Q2. What does predict_proba return?
- The predicted class
- An (n_samples, n_classes) array of probabilities per row
- The model's coefficients
- An error score
Why: Useful for picking a custom threshold instead of the default 0.5.
clf.predict()returns the argmax of probabilities;predict_proba()returns the raw probabilities.
Q3. What's the difference between precision and recall?
- Precision = "of the rows I predicted positive, how many really are?"; Recall = "of the truly positive rows, how many did I catch?"
- They're identical
- Precision is for regression
- Recall ignores false positives
Why: Precision penalizes false positives. Recall penalizes false negatives. Trade-off — they usually move in opposite directions as you change the threshold. F1 balances both.
Common doubts¶
When should I use ROC-AUC vs PR-AUC?
ROC-AUC for balanced datasets. PR-AUC (precision-recall AUC) for imbalanced datasets where the positive class is rare. ROC-AUC can look misleadingly good when negatives massively dominate. PR-AUC focuses on the positive class.

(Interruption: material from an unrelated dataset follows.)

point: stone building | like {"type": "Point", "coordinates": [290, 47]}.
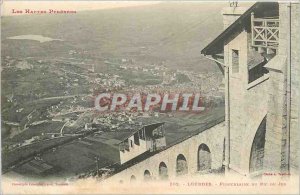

How do I handle class imbalance?
Several options: (1) class_weight="balanced" in the model, (2) resampling with imblearn (SMOTE for upsampling, RandomUnderSampler for downsampling), (3) threshold tuning — pick a probability threshold optimized for your business metric, not the default 0.5.
What's the threshold I should use for classification?
Depends on the cost of false positives vs false negatives. Bank fraud → low threshold (catch as many frauds as possible). Spam filter → high threshold (don't flag legitimate emails). Pick by computing precision/recall curves on a validation set.